Saturday, 30 October 2010

Stag.

The largest single example of a wild creature in the English countryside is the magnificent emperor stag which can be found on Exmoor.

Or, rather, he could be found there up until a week or two ago, when he was shot dead by a hunter. The great emperor's antlers are presumably now sitting over someone's fireplace like a halo - a testament to the powerful beauty of nature, and humanity's knack of curtailing it.

The strange thing about the death of the stag, though, is that no carcass has yet been found. The newspapers in England have all reported the incident as a fait accompli without any corroborating evidence.

This is the victimless crime; the murder in cold blood without a body; the accusation without proof. Subsequent back-tracking from the papers suggests that the stag has been sighted, alive and awe-inspiring. So what's going on?

There is a narrative here, and whether it's happened by accident or not, it differs from what I understand to be the usual position of a cynical and mocking Press. Or, perhaps, your author is feeling too sensitive to reason with at the moment, and observes the world through an improbably soft focus.

It's like the plot of a Hollywood film, observed through the prism of the one group of people (journalists) who like good-news stories the least. Never can a journalist be more true to their profession than when they are writing an obituary with its solemn black border, and the flaring capitals which read: DEXTER THE EXMOOR STAG 2004-2010 - the gentle giant with his glorious turrets who was snatched away from us all too soon. We're offering a bumper reward of £20,000 for anyone who leads us to Dexter's killer. Call the newsdesk on 0208....

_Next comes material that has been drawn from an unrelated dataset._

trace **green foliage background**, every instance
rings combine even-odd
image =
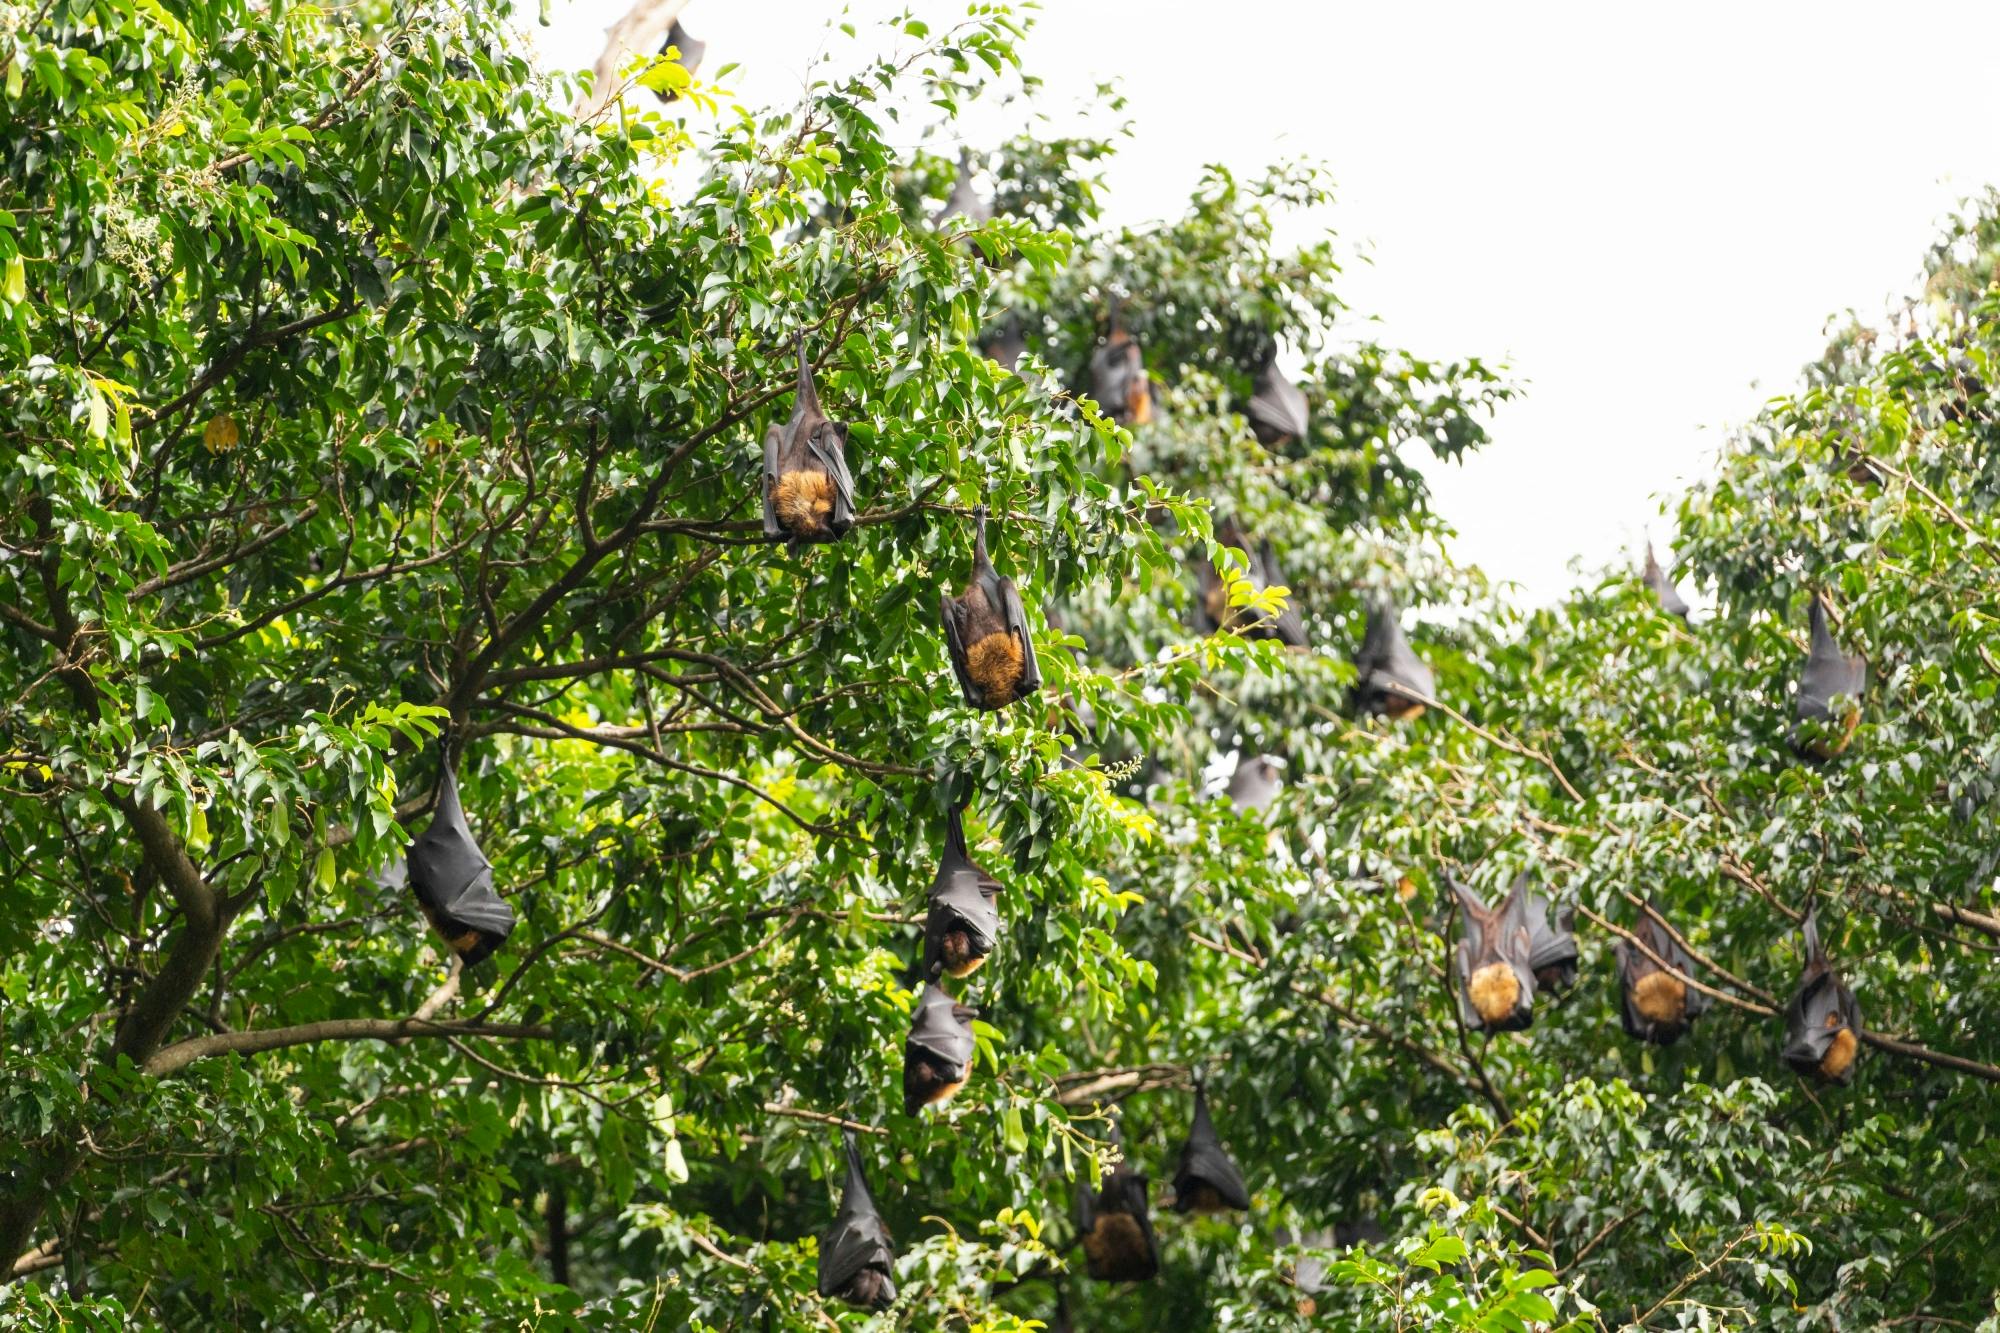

Yet the kink in this story is that the stag might still be alive, and we are thus no longer able to project our loathing onto the banker or hedge fund manager or Premiership footballer's agent who perpetrated the crime - a member of the moneyed, insulated classes who are the subject of much distaste.

The stag is a metaphor for everything that we feel has been taken away from us by distant, anonymous figures - our civil liberties, even more of our meagre wages, and our proximity to nature, eroded by boredom, technology, and the pressure to step into line by effacing our ugliness and insignificance with a quick shot of money.

But look: he lives! in the same way that we too persist, even as (we are sure) our lives are being progressively reduced to a nub by forces beyond our control. The stag is, if you want to believe it, a message for the 21st century, along with the birds who happily divebomb from telegraph poles, that all hope is not yet lost.